La réduction drastique opérée depuis n'a peut-être pas attiré l'attention sur le moment mais, aujourd'hui, nous en constatons les résultats : il n'y a plus que vingt ou trente gynécologues médicaux nouveaux par an. Et même si, comme vous le dites, nous disposons aujourd'hui de mille neuf cent vingt gynécologues médicaux, le chiffre ne me semble pas vraiment exorbitant au regard de la population féminine de notre pays.

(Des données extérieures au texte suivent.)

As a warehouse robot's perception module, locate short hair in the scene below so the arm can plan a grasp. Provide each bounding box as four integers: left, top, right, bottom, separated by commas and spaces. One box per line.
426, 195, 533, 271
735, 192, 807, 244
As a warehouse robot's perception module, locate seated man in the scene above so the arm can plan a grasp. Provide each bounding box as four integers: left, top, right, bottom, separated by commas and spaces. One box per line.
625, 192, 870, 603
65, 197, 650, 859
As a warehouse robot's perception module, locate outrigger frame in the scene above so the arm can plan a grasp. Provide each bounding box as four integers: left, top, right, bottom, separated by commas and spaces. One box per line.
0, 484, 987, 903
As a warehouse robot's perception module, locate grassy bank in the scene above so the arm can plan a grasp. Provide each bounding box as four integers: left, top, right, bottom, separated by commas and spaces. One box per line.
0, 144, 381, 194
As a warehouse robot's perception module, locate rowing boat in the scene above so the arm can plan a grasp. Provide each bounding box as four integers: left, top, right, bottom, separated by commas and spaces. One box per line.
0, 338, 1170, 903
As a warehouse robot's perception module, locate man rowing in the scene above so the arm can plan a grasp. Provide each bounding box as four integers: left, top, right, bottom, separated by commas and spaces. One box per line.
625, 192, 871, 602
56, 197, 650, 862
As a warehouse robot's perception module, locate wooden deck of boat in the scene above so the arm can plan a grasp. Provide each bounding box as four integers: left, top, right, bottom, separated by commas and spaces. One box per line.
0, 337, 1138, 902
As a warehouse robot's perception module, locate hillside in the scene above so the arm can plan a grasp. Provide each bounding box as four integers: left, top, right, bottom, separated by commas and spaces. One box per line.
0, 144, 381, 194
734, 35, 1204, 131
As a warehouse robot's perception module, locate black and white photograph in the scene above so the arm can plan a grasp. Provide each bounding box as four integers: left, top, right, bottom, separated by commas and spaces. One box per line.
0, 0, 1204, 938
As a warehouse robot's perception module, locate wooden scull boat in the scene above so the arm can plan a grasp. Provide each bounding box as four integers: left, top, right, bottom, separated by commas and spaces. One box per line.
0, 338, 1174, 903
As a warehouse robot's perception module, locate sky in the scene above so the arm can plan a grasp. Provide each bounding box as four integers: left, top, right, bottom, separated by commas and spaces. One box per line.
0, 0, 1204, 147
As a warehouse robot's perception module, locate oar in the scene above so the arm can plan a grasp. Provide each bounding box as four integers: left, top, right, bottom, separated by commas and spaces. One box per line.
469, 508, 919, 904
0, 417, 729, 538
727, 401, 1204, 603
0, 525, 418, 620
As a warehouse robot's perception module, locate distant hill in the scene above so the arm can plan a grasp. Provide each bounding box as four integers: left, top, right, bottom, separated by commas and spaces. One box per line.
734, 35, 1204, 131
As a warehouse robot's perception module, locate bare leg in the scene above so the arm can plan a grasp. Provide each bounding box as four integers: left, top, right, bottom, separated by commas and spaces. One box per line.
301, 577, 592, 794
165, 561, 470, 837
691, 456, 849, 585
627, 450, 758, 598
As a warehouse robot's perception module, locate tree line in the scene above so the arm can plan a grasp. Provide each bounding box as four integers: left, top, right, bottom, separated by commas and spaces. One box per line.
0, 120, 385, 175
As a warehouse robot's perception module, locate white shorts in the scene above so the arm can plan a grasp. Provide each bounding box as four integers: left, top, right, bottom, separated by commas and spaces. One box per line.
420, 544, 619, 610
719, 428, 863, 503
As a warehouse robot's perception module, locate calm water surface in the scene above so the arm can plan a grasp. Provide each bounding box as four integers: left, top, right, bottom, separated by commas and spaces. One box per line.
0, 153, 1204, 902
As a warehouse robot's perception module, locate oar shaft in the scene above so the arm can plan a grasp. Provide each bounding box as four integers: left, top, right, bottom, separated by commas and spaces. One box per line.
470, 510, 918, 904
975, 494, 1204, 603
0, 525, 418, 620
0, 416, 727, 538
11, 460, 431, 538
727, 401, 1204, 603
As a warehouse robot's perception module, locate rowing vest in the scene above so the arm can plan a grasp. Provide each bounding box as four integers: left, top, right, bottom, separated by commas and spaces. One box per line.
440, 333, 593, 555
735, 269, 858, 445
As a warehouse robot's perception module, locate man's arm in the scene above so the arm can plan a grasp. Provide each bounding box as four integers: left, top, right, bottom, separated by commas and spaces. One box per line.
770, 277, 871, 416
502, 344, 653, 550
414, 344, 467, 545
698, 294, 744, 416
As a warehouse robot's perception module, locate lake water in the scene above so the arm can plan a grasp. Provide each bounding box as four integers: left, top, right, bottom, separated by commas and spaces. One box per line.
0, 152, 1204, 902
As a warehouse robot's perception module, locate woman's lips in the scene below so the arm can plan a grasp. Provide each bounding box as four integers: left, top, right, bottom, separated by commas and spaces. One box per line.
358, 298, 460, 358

La seule formation des médecins généralistes, qui, il est vrai, notamment pour le dépistage des cancers féminins, doit peut-être encore être améliorée, ne règlera pas pour autant la question parce que la réalité, incontournable, c'est que les femmes ne souhaitent pas consulter leur médecin généraliste sur des problèmes gynécologiques. Je sais que cela peut paraître curieux pour des êtres humains de sexe masculin, mais c'est ainsi, et tous les sondages le prouvent. Une relation intime et très particulière se noue entre la femme et son gynécologue, qui, dans 80 % des cas, est en fait une femme. Et les femmes refusent, là aussi, de changer leurs pratiques.
Je rappelle également que les gynécologues médicaux accomplissent un vrai travail de prévention, qui permet de réaliser des économies à la fois humaines, puisqu'il y a moins de maladies, et financières.
Je ne souhaiterais donc pas que l'on nous oppose une législation européenne, dont on voit mal tout de même pourquoi elle aurait des effets aussi négatifs sur la formation des gynécologues médicaux.
Je serai attentive à l'évolution, dans les prochaines années, de l'effectif des gynécologues médicaux en formation, souhaitant que nous retrouvions effectivement le nombre annuel de cent trente.